Martin Lau gave a talk in the BPF track of the 2025 Linux Storage, Filesystem, Memory-Management, and BPF Summit about a performance problem plaguing the networking subsystem, and some potential ways to fix it. He works on BPF programs that need to store socket-local data; amid other improvements to the networking and BPF subsystems, retrieving that data has become a noticeable bottleneck for his use case. His proposed fix prompted a good deal of discussion about how the data should be laid out.

One day, Lau said, Yonghong Song showed him an instruction-level profile of some kernel code from the networking subsystem. Two instructions in particular were much hotter than it seemed like they should be. In bpf_sk_storage_get() (which looks up socket-local data for a BPF program), the inline function bpf_local_storage_lookup() needs to dereference two pointers in order to retrieve the user data associated with a given socket. As it turns out, both of those pointer indirections were causing expensive cache misses.

The socket-local data storage is laid out like this because the kernel can't know how much space BPF programs will need in their maps ahead of time, and so must be able to dynamically allocate the correct amount. In practice, however, the BPF programs in use at Meta, where Lau works, do not change the layout of their per-socket data frequently. One program hasn't changed the layout at all since 2021.

So what if that data could be stored inline in the socket structure? Specifically, Lau proposed adding a new kernel-configuration parameter for reserving space in the structure. When set to zero, the kernel would keep the current behavior. When set to some non-zero value, allocations of socket-local data from BPF programs could be taken from the reserved space until it fills up, before falling back to the existing path. For Meta, which knows how much storage its BPF programs use per socket, this would allow the kernel to be configured with the appropriate size ahead of time, completely avoiding the double-dereference and cache misses. Reorganizing the storage like this would also allow saving 64 bytes of internal overhead from the BPF map per socket.

One problem with the scheme is that the memory would no longer be visible to per-control-group accounting. Right now, when creating a per-socket BPF map, that memory is charged to the user-space program that created the map, Lau explained.

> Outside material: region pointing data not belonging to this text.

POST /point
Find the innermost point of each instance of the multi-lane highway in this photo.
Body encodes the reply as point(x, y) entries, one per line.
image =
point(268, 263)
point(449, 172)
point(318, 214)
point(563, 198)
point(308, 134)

With this proposal, it would count against the kernel instead.

Alexei Starovoitov asked whether the array size really needed to be configured at build time; couldn't the socket structure end with a variable-length array? Lau agreed that it was possible, but thought that it would be complex to handle for all of the different types of socket. After a bit of thought, Starovoitov suggested that this might be a good fit for run-time constants: values that are treated as constants and hard-coded into the kernel's machine code, but that can be patched at boot time. Lau said that he didn't know that was possible, but that it seemed like it could fit.

Another developer asked what would happen if a BPF program reserved space in the inline storage, and was then reloaded by user space — would it get a new allocation (leaving the old allocation as garbage), or reuse the old allocation somehow? Lau thought that still needed to be decided, and asked for ideas.

Andrii Nakryiko wanted to know how much space Lau intended to reserve; "like, kilobytes?" Lau clarified that they needed somewhere around 100 bytes, possibly less if BPF programs could be made to share data that they all need. That allayed some of Nakryiko's concerns, but he still wondered how bad a single pointer indirection would be. What if the socket structure stored a single pointer to a dynamically sized object? Data at the end of the socket structure is unlikely to be in cache anyway, he asserted. Lau disagreed, saying that it depends on how the packet has been processed so far.

That said, one potential benefit of using non-inline storage is the ability to share data between multiple sockets, he said. For some of the BPF programs he worked with, there might only be 500 different values in a given BPF map across 500,000 sockets. If those could be combined, it could decrease cache misses and make non-inline storage less expensive. He didn't think that it would help with the current design, however, since the first dereference would still not be cached.

Song Liu wondered if it would make more sense to compress the data — if there are only 500 variants, it should only need 9 bits. Nakryiko agreed, suggesting that the current data structures could be stored in a separate map, and the socket structures could store a small index into that map. Lau said that he had tried that, and the approach ran into some problems.

Unfortunately, the session also ran into the end of its scheduled time before a design could be pinned down.